Personally, if I’m not being hosted to a dinner the night before, I would rather have the freedom to do other things. Even though it’s not mandatory, people may feel obliged.
Post # 5
IMO that sounds like a hosted thing. If this were me, I’d rather just do the rehearsal quick on wed and GTFO without dinner, and have you buy dinner on Friday if you want everyone together. Also, you don’t *need* to do the rehearsal at the venue.
Post # 6
- Wedding: March 2014 - Chicago, IL
I like this suggestion, too!
Post # 7
If the wedding party members able to attend the rehearsal dinner are not coming from out of town, but live near the venue, I would schedule the rehearsal dinner for the Friday night so everyone could attend. If you feel bad abandoning those who are rehearsing on Wednesday night, you could order in pizza for the smaller group.
Post # 8
- Wedding: August 2018 - Location
I would scrap the Wednesday rehearsal, it’s in the middle of the week and half your bridal party won’t be there.
Do it Friday night and pay!
Post # 9
Yehh a little bit tacky. Dinner can really be simple like pizza or BBQ at home but I think it’s better to provide it.
Post # 10
I agree that you can keep it cheap and casual on Wed. and do the rehearsal dinner on Friday as an alternative.
Post # 11
I would do the rehearsal somewhere else on a Friday.
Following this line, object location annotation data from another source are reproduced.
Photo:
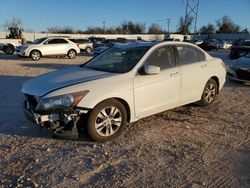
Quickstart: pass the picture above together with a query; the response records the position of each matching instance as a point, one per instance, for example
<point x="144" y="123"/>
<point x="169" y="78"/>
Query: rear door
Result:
<point x="55" y="47"/>
<point x="194" y="71"/>
<point x="156" y="93"/>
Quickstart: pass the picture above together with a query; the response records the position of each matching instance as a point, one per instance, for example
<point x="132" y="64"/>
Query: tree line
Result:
<point x="223" y="25"/>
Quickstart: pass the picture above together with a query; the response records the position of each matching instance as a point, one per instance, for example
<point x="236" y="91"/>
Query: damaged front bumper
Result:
<point x="60" y="121"/>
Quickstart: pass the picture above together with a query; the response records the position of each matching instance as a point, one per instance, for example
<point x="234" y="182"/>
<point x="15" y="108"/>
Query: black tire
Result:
<point x="9" y="49"/>
<point x="72" y="54"/>
<point x="88" y="50"/>
<point x="107" y="120"/>
<point x="35" y="55"/>
<point x="209" y="93"/>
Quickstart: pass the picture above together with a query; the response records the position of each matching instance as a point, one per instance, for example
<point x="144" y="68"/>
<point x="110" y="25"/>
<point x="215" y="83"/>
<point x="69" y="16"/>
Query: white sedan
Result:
<point x="49" y="46"/>
<point x="123" y="84"/>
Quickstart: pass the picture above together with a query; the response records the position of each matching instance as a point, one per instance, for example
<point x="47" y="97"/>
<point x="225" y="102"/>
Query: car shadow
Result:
<point x="235" y="84"/>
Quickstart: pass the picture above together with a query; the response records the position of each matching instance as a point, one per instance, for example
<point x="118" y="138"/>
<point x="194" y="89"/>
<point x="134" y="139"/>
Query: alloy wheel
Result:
<point x="108" y="121"/>
<point x="210" y="92"/>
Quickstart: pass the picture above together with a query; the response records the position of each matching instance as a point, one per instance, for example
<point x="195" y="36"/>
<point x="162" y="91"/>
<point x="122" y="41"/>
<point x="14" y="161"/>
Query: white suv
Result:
<point x="51" y="46"/>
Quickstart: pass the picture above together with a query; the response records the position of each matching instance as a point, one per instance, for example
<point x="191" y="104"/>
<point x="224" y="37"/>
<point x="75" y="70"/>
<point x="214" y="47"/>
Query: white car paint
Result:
<point x="48" y="49"/>
<point x="144" y="94"/>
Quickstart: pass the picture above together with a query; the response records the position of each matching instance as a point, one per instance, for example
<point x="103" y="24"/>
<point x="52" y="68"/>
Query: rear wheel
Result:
<point x="9" y="49"/>
<point x="35" y="55"/>
<point x="72" y="54"/>
<point x="107" y="120"/>
<point x="209" y="93"/>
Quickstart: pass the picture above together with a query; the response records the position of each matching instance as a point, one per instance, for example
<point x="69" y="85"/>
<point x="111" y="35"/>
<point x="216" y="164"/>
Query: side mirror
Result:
<point x="151" y="69"/>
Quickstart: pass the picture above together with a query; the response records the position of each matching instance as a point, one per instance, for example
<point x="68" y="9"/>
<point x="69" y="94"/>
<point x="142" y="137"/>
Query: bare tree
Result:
<point x="15" y="22"/>
<point x="185" y="25"/>
<point x="64" y="30"/>
<point x="226" y="25"/>
<point x="209" y="29"/>
<point x="155" y="29"/>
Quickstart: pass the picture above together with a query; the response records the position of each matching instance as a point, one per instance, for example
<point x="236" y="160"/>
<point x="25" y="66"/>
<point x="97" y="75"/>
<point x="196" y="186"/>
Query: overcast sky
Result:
<point x="39" y="15"/>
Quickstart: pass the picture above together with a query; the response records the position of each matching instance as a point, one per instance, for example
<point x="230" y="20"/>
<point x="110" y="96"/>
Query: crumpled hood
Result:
<point x="46" y="83"/>
<point x="25" y="45"/>
<point x="243" y="62"/>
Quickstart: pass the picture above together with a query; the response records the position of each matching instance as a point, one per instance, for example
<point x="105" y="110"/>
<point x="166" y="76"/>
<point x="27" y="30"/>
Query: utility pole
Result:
<point x="104" y="22"/>
<point x="192" y="9"/>
<point x="168" y="22"/>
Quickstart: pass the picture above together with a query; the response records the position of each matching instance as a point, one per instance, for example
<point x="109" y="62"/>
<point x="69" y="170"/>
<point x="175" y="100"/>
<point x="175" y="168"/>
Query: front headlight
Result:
<point x="233" y="67"/>
<point x="62" y="101"/>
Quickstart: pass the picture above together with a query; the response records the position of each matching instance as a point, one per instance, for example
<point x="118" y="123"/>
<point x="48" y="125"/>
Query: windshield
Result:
<point x="38" y="41"/>
<point x="117" y="60"/>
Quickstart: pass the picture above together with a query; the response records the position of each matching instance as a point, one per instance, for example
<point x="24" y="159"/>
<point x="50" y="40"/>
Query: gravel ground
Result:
<point x="188" y="146"/>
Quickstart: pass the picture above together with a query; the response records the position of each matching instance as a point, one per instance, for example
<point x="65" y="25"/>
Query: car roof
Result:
<point x="134" y="44"/>
<point x="150" y="44"/>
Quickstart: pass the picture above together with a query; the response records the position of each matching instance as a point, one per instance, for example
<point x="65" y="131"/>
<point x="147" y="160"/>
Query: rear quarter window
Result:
<point x="189" y="54"/>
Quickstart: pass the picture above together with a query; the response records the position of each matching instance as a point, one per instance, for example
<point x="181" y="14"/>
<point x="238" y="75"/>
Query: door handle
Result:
<point x="173" y="74"/>
<point x="203" y="66"/>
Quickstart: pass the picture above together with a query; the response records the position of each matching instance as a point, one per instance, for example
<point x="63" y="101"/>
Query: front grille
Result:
<point x="243" y="74"/>
<point x="32" y="100"/>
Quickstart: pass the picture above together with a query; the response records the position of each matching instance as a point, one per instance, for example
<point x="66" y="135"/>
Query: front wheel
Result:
<point x="107" y="120"/>
<point x="88" y="50"/>
<point x="209" y="93"/>
<point x="35" y="55"/>
<point x="72" y="54"/>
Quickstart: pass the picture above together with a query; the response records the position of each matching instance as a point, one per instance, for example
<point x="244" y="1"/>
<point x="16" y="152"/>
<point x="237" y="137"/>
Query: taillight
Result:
<point x="223" y="64"/>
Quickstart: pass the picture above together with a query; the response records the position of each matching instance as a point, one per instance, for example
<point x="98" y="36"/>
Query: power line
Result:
<point x="168" y="22"/>
<point x="192" y="9"/>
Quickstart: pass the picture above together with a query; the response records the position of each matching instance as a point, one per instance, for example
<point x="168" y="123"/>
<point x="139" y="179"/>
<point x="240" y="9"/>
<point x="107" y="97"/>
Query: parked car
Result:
<point x="240" y="50"/>
<point x="49" y="46"/>
<point x="123" y="84"/>
<point x="171" y="39"/>
<point x="240" y="70"/>
<point x="84" y="44"/>
<point x="104" y="46"/>
<point x="96" y="41"/>
<point x="225" y="45"/>
<point x="198" y="42"/>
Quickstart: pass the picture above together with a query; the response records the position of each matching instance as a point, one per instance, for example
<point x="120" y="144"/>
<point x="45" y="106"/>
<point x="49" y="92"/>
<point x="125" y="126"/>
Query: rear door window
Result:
<point x="162" y="57"/>
<point x="188" y="54"/>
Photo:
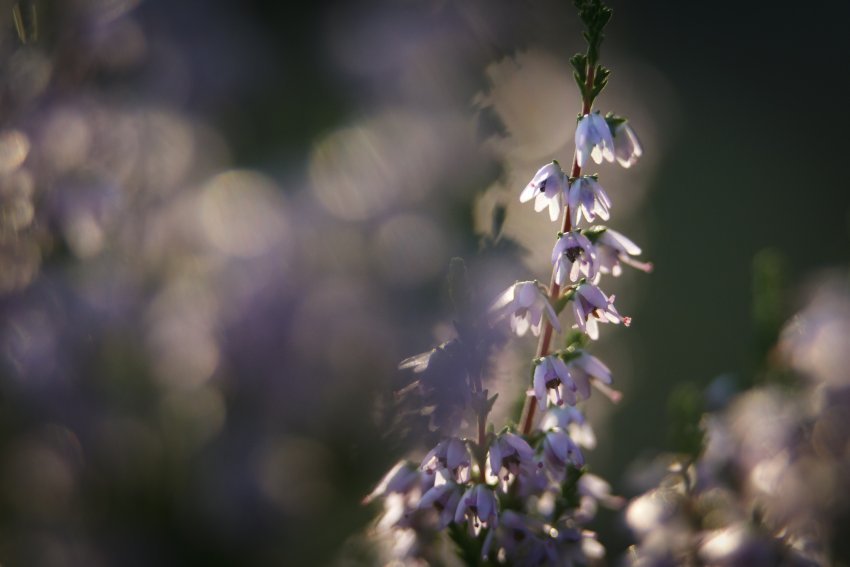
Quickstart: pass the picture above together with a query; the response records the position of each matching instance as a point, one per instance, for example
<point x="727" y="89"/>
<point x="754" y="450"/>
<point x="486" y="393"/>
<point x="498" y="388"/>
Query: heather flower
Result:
<point x="613" y="248"/>
<point x="480" y="506"/>
<point x="627" y="148"/>
<point x="526" y="303"/>
<point x="546" y="188"/>
<point x="574" y="256"/>
<point x="451" y="454"/>
<point x="591" y="305"/>
<point x="571" y="420"/>
<point x="559" y="450"/>
<point x="593" y="138"/>
<point x="444" y="497"/>
<point x="510" y="455"/>
<point x="552" y="380"/>
<point x="587" y="196"/>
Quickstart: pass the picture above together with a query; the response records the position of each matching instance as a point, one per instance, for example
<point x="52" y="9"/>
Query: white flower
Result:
<point x="546" y="187"/>
<point x="444" y="496"/>
<point x="559" y="450"/>
<point x="479" y="504"/>
<point x="587" y="196"/>
<point x="572" y="421"/>
<point x="593" y="138"/>
<point x="627" y="148"/>
<point x="526" y="303"/>
<point x="451" y="454"/>
<point x="591" y="305"/>
<point x="513" y="455"/>
<point x="613" y="248"/>
<point x="574" y="256"/>
<point x="552" y="380"/>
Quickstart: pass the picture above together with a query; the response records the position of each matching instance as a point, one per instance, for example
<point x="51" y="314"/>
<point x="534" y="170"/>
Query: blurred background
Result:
<point x="225" y="223"/>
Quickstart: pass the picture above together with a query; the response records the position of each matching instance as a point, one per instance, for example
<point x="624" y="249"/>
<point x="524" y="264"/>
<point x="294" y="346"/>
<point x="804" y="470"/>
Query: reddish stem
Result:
<point x="544" y="346"/>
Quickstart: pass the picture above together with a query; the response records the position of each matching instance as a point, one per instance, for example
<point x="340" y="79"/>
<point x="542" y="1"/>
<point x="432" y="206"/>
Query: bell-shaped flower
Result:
<point x="559" y="450"/>
<point x="585" y="370"/>
<point x="451" y="454"/>
<point x="444" y="497"/>
<point x="590" y="306"/>
<point x="509" y="457"/>
<point x="546" y="188"/>
<point x="552" y="381"/>
<point x="480" y="506"/>
<point x="593" y="139"/>
<point x="627" y="148"/>
<point x="571" y="420"/>
<point x="613" y="248"/>
<point x="526" y="303"/>
<point x="574" y="257"/>
<point x="587" y="196"/>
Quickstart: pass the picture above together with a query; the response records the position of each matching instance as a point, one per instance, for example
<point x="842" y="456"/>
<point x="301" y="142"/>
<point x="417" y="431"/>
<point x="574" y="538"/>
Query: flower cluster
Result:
<point x="766" y="488"/>
<point x="522" y="496"/>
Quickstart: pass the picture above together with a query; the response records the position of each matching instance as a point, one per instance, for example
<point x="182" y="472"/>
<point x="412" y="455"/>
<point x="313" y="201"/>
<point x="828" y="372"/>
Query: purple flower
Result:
<point x="451" y="454"/>
<point x="526" y="303"/>
<point x="480" y="506"/>
<point x="587" y="196"/>
<point x="627" y="148"/>
<point x="613" y="248"/>
<point x="591" y="305"/>
<point x="559" y="450"/>
<point x="510" y="456"/>
<point x="402" y="478"/>
<point x="593" y="138"/>
<point x="552" y="380"/>
<point x="571" y="420"/>
<point x="574" y="256"/>
<point x="444" y="497"/>
<point x="546" y="188"/>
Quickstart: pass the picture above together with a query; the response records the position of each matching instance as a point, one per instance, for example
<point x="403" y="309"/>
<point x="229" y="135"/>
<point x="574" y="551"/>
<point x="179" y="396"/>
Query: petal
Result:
<point x="495" y="458"/>
<point x="553" y="317"/>
<point x="504" y="299"/>
<point x="592" y="328"/>
<point x="554" y="208"/>
<point x="457" y="454"/>
<point x="527" y="193"/>
<point x="539" y="383"/>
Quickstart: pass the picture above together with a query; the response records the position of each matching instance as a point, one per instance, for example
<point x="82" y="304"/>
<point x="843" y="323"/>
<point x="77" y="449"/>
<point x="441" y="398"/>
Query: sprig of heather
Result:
<point x="522" y="495"/>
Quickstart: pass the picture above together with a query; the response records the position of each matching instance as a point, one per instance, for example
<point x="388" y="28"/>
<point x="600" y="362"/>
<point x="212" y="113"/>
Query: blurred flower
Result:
<point x="586" y="369"/>
<point x="451" y="454"/>
<point x="587" y="196"/>
<point x="480" y="506"/>
<point x="593" y="138"/>
<point x="574" y="256"/>
<point x="546" y="187"/>
<point x="613" y="248"/>
<point x="526" y="304"/>
<point x="627" y="148"/>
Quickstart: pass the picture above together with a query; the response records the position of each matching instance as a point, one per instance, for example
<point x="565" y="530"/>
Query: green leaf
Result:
<point x="685" y="409"/>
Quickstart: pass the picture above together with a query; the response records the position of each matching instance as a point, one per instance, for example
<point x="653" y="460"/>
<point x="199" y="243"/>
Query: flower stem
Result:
<point x="544" y="345"/>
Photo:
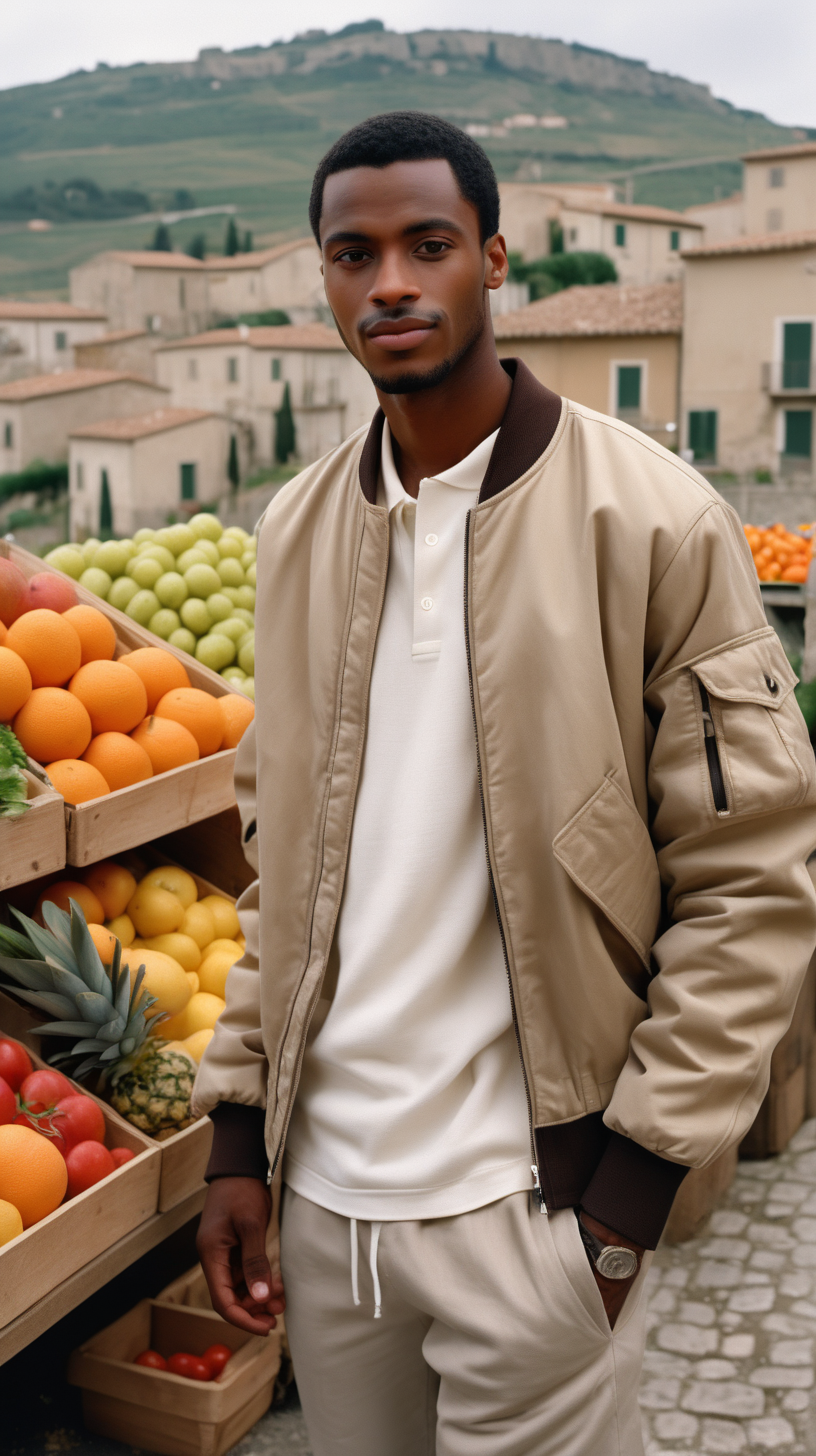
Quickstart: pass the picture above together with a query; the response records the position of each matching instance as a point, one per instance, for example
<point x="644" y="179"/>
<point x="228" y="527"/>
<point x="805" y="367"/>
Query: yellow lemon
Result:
<point x="163" y="979"/>
<point x="181" y="947"/>
<point x="197" y="1044"/>
<point x="225" y="913"/>
<point x="10" y="1222"/>
<point x="200" y="923"/>
<point x="177" y="881"/>
<point x="155" y="910"/>
<point x="214" y="970"/>
<point x="123" y="928"/>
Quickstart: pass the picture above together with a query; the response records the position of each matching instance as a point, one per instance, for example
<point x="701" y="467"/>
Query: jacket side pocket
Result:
<point x="608" y="853"/>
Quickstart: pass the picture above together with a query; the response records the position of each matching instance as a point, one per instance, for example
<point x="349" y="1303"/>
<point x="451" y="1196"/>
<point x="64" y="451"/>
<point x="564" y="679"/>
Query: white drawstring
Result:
<point x="373" y="1248"/>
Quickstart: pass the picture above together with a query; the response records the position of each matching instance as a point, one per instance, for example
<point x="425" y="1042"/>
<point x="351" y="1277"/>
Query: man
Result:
<point x="529" y="800"/>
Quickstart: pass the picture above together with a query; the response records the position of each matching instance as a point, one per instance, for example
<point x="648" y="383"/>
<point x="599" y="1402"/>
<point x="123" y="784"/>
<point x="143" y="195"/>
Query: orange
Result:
<point x="47" y="644"/>
<point x="96" y="635"/>
<point x="32" y="1172"/>
<point x="168" y="744"/>
<point x="64" y="890"/>
<point x="15" y="685"/>
<point x="159" y="671"/>
<point x="112" y="885"/>
<point x="195" y="711"/>
<point x="120" y="760"/>
<point x="76" y="781"/>
<point x="114" y="696"/>
<point x="53" y="724"/>
<point x="236" y="715"/>
<point x="104" y="941"/>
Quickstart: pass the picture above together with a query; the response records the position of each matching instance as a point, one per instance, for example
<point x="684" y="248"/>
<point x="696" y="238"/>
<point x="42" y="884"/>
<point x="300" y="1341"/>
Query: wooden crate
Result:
<point x="166" y="1413"/>
<point x="34" y="843"/>
<point x="158" y="805"/>
<point x="47" y="1254"/>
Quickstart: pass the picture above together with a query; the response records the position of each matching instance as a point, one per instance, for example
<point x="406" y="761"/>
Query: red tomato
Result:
<point x="152" y="1360"/>
<point x="8" y="1102"/>
<point x="79" y="1120"/>
<point x="190" y="1366"/>
<point x="216" y="1359"/>
<point x="88" y="1162"/>
<point x="15" y="1063"/>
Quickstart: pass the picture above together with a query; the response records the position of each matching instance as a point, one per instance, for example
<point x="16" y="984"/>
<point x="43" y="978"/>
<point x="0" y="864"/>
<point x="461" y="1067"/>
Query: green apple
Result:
<point x="143" y="606"/>
<point x="123" y="591"/>
<point x="194" y="615"/>
<point x="144" y="571"/>
<point x="163" y="622"/>
<point x="201" y="581"/>
<point x="184" y="639"/>
<point x="171" y="588"/>
<point x="67" y="559"/>
<point x="214" y="651"/>
<point x="96" y="581"/>
<point x="206" y="526"/>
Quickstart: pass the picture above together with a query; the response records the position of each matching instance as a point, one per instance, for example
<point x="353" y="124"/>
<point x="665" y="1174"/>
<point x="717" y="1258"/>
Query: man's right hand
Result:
<point x="232" y="1247"/>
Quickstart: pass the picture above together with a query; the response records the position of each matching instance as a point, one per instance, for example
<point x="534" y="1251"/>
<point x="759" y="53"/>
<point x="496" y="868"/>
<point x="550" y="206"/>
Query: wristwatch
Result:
<point x="609" y="1260"/>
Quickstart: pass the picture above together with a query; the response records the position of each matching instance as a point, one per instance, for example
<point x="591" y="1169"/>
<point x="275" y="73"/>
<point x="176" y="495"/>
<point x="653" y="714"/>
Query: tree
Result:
<point x="284" y="428"/>
<point x="232" y="242"/>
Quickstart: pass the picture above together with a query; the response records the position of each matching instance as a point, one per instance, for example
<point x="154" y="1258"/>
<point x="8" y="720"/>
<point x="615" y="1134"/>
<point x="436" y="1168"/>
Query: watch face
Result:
<point x="617" y="1263"/>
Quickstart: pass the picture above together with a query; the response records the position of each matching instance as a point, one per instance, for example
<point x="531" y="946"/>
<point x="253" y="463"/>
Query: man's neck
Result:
<point x="434" y="428"/>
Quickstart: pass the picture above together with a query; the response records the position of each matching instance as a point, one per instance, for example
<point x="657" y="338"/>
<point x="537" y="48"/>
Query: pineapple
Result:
<point x="59" y="970"/>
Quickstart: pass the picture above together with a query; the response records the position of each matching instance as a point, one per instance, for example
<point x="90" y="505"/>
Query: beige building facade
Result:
<point x="37" y="415"/>
<point x="242" y="373"/>
<point x="152" y="466"/>
<point x="611" y="347"/>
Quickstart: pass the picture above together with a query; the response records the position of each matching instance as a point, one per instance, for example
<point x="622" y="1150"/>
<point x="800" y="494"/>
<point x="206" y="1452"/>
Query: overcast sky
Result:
<point x="759" y="54"/>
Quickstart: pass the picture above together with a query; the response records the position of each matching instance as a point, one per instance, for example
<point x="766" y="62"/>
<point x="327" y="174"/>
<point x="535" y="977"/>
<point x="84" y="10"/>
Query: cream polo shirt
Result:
<point x="411" y="1100"/>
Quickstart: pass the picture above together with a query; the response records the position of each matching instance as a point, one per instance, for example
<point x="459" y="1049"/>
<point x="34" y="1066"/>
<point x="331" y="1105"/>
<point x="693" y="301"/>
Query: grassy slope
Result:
<point x="254" y="141"/>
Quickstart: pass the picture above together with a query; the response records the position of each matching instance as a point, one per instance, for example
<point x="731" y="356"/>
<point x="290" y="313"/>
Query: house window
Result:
<point x="703" y="434"/>
<point x="799" y="434"/>
<point x="628" y="389"/>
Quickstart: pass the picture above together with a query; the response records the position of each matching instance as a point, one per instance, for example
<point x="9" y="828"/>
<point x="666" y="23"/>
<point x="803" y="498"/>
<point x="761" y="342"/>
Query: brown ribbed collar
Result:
<point x="528" y="427"/>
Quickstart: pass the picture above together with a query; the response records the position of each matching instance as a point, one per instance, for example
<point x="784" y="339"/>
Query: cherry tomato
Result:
<point x="152" y="1360"/>
<point x="190" y="1366"/>
<point x="216" y="1359"/>
<point x="88" y="1162"/>
<point x="15" y="1063"/>
<point x="79" y="1120"/>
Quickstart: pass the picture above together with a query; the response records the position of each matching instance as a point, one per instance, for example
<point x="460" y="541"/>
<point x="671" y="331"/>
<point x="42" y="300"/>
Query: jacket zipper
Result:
<point x="713" y="753"/>
<point x="538" y="1191"/>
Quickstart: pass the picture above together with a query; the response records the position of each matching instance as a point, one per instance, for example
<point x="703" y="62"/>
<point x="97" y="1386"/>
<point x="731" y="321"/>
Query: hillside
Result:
<point x="246" y="127"/>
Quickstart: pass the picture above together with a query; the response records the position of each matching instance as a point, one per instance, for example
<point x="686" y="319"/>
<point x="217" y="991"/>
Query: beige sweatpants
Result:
<point x="493" y="1337"/>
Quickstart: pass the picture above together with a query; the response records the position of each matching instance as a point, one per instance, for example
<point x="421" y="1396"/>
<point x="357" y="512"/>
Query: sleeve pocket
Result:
<point x="608" y="853"/>
<point x="756" y="746"/>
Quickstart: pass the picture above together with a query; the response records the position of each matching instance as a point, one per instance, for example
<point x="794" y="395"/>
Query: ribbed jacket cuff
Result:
<point x="633" y="1191"/>
<point x="239" y="1149"/>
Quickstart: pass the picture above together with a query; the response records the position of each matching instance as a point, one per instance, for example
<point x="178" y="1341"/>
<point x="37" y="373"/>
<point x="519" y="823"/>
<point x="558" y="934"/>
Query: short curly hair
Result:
<point x="413" y="136"/>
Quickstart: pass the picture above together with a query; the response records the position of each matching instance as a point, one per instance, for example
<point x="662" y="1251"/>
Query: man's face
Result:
<point x="405" y="271"/>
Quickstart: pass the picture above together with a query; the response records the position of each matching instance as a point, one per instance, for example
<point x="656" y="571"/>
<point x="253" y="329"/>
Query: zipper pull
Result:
<point x="538" y="1194"/>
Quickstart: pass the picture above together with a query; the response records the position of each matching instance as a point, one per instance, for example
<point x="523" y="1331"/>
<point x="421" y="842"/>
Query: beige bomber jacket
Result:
<point x="647" y="785"/>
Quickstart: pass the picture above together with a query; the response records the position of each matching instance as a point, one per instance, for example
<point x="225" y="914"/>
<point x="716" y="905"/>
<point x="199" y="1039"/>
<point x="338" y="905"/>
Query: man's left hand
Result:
<point x="612" y="1290"/>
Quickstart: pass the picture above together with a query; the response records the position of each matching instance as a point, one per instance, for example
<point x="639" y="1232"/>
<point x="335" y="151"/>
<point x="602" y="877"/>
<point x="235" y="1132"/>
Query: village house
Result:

You don’t need to be IN the actual venue to walk through the ceremony. That way all of your Bridal Party members can participate.
Post # 12
Yeah I would do the rehearsal somewhere else on Friday evening and then host a dinner after.
Post # 13
Can you move the rehearsal dinner to Friday?
Post # 14
I think it is, yes. I think hosts should cover the costs of events, especially wedding events. Especially events people are traveling to in order to support you. I agree with those that suggested a Friday rehearsal time.
Post # 15
Can just you, your fiance, and the officiant do your rehearsal on Wednesday at the venue if you wish and then you can do a run through somewhere Friday with your wedding party and hold your rehearsal dinner then? I mean, for pretty much everyone but you and the officiant, it’s walking in a straight line and standing silently in place. They’ve been walking since they were two – they’ve got this. It doesn’t require they be in exactly the same straight line they’ll be on the day and doesn’t require more than a few minutes of instruction – lots of people hold rehearsals elsewhere or don’t even have rehearsals.